Tout comme le tableau de Côme, la copie faite par Cristofano dell' Altissimo nous est parvenue. On peut la voir à la Galerie des Offices, à Florence. On constate avec un peu de surprise que le copiste s'est permis de modifier la physionomie de Colomb. Le visage est moins plein et un peu plus allongé; le nez est plus aquilin; l'œil est moins ouvert, plus enfoncé dans l'orbite; les sourcils sont plus fournis; les cheveux sont plus courts et, semble-t-il, moins blancs, ce qui donne à penser que Cristofano a voulu rajeunir son modèle. La Legenda ne porte que ces deux mots: CHRISTOVS

COLOMBO.

Toutes ces variantes, alors que l'artiste, était chargé de faire une simple copie, sont assez inquiétantes; elles révèlent combien peu les maîtres d'alors étaient soucieux de l'exactitude, et nous sommes en droit de nous demander si le tableau de Côme, en admettant qu'il n'ait pas été fait d'imagination, a lui-même reproduit fidèlement, sans la deformer, l'image que son auteur pouvait avoir sous les yeux.

Le tableau de Florence n'en a pas moins joui d'une réputation aussi étendue que durable. Jefferson en possédait une copie, aujourd'hui conservée dans la bibliothèque de la Société historique du Massachusetts, et en 1893, Nestor Ponce de Leon écrivait encore: « C'est le plus ancien portrait de Colomb qui soit parfaitement authentique» (1).

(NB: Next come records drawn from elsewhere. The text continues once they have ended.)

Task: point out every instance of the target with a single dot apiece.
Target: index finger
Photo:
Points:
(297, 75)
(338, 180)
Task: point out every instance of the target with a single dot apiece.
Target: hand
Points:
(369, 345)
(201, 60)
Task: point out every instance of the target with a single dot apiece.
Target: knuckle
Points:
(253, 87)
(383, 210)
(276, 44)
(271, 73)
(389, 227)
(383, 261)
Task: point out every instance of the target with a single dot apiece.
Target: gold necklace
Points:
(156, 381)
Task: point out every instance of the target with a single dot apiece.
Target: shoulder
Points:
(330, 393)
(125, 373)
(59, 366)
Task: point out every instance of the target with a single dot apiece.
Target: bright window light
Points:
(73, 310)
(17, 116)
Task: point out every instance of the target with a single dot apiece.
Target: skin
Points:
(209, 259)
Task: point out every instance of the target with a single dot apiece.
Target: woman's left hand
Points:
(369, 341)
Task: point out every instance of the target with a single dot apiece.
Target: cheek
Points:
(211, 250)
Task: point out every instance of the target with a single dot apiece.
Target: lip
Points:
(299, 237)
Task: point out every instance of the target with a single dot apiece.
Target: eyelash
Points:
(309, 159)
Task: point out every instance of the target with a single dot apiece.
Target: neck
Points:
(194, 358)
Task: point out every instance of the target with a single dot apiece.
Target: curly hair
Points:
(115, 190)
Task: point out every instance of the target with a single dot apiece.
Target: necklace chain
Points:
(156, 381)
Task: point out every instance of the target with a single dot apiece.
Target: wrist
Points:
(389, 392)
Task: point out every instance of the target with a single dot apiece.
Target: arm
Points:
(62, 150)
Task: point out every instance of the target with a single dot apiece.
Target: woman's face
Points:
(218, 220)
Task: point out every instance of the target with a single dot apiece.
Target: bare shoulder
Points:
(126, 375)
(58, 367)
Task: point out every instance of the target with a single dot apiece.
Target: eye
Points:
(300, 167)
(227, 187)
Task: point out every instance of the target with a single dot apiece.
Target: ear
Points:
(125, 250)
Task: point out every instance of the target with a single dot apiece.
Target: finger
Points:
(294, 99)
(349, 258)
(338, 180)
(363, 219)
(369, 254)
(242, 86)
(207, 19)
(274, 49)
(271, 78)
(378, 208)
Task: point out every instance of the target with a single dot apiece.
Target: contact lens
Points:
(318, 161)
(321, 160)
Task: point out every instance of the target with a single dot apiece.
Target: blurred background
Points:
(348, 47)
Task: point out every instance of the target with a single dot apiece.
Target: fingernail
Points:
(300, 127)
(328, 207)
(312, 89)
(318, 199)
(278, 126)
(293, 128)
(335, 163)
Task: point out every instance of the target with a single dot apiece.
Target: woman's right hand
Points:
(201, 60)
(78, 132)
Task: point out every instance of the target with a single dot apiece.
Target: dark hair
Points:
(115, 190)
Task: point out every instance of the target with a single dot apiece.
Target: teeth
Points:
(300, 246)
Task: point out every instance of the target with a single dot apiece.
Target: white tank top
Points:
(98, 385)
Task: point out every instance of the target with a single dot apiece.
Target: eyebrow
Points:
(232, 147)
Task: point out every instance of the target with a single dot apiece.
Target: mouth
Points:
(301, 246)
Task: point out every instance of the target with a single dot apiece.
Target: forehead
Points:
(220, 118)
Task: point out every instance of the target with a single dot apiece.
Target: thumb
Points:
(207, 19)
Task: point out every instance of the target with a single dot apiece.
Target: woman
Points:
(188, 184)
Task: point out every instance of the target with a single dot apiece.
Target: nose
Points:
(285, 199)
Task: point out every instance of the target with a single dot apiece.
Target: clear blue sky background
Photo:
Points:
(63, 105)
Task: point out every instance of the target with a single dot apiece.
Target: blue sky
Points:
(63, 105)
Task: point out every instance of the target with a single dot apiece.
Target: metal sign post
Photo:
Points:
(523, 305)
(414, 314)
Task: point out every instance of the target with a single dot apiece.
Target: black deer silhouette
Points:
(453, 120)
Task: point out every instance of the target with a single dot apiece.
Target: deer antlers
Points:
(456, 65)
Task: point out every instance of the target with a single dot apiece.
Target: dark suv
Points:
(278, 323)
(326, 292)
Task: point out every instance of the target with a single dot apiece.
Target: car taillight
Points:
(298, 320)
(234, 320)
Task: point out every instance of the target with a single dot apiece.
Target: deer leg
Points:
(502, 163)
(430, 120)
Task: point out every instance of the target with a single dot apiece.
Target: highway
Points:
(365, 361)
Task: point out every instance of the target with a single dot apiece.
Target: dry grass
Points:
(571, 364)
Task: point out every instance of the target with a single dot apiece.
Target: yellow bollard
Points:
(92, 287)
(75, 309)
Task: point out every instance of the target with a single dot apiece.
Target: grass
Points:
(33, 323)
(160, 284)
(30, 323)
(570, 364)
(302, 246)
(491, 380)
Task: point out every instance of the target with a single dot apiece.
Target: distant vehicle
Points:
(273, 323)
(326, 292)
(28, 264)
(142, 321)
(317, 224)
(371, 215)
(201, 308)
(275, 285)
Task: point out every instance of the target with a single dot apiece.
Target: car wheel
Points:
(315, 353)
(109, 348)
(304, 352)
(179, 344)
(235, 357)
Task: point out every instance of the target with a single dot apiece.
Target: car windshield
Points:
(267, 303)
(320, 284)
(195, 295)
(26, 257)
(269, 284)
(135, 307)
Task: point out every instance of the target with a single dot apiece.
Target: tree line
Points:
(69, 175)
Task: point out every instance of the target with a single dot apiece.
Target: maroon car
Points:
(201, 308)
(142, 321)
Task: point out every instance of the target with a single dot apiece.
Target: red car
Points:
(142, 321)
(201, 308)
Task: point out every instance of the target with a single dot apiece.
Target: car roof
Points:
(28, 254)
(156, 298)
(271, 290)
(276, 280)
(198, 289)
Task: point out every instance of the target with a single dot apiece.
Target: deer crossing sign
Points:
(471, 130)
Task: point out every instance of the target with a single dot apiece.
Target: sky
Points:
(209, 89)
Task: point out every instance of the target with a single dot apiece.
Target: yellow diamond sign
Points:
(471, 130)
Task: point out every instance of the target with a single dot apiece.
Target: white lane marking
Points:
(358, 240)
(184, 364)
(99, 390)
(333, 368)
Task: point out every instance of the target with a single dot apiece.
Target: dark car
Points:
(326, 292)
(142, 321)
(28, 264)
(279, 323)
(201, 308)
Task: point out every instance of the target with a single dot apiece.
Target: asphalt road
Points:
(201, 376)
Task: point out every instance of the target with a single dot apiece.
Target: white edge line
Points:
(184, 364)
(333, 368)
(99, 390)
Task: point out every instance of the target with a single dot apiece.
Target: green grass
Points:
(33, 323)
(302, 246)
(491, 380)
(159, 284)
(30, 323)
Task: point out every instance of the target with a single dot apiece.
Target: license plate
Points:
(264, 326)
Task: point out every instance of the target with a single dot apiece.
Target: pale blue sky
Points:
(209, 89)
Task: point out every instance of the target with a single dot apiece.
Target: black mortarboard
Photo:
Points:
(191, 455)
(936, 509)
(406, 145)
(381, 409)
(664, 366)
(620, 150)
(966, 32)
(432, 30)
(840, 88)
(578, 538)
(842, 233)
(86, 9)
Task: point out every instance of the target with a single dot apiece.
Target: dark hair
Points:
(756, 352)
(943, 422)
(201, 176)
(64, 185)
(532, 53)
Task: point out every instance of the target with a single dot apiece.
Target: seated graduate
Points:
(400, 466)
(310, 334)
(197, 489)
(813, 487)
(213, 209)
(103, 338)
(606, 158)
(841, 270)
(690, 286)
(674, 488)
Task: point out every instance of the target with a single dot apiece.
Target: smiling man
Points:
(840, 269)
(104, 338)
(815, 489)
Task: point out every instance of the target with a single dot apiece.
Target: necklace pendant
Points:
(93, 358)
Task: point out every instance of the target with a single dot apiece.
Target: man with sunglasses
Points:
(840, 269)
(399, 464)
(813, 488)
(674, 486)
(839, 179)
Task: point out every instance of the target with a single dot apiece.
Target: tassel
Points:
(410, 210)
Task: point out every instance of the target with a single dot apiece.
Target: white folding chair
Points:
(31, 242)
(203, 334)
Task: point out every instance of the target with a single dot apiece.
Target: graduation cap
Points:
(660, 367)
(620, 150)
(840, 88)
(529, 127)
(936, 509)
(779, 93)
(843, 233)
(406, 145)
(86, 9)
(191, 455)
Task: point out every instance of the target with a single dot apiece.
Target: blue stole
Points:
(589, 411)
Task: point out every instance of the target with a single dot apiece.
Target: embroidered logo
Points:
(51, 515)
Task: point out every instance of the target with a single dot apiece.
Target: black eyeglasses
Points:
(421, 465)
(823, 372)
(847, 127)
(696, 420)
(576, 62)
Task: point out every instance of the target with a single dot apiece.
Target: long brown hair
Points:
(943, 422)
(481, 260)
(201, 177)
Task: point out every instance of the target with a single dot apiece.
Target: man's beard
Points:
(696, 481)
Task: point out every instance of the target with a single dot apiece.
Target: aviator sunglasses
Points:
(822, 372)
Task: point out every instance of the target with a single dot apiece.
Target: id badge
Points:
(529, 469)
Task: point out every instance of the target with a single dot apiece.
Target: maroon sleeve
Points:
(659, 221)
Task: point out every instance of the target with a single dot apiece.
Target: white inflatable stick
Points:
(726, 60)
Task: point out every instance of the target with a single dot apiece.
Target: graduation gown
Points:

Quant au tableau de Côme, il a servi de prototype à nombre d'œuvres plus ou moins importantes, parmi lesquelles on peut citer: le portrait du Belvédère (Vienne), exécuté en 1579 par ordre de Ferdinand Ier d'Autriche; le portrait florentin dit de Yanez, à la Bibliothèque nationale de Madrid; la gravure de Tobias Stimmer insérée dans la troisième édition des Eloges de Paul Jove (2); une gravure de Crispin de Pass (3); le portrait

(1) Nestor Ponce de Leon, op. cit., p. 8.

(2) Elogia virorum bellica virtute illustrium, Bâle 1575.

(3) Dans l'ouvrage, Effigies Regum et Principum quorum vis ac potentia in re nautica seu marina prae caeteris spectabilis est, Cologne 1598.

de la mairie de Cogoleto, près de Gênes; enfin, le dernier en date, mais non en valeur, le portrait de la mairie de Rouen.

Jusqu'à la fin du XVIe siècle, le portrait de Côme passa pour la seule effigie authentique de Colomb, et tous les artistes soucieux de figurer avec quelque vraisemblance les traits du grand navigateur ne manquaient pas de s'en inspirer. Mais, en 1596, parut à Rome, dans un recueil de portraits de grands capitaines (1), une gravure d'Aliprando Capriolo qui, bien que présentant avec le portrait de Côme d'indéniables analogies, en différait cependant sur plusieurs points essentiels. Elle nous offre un Colomb beaucoup plus jeune, aux cheveux demi-longs tombant sur les oreilles, qu'ils cachent presque entièrement. Sur le pourpoint vient se draper une grande cape rejetée sur l'épaule.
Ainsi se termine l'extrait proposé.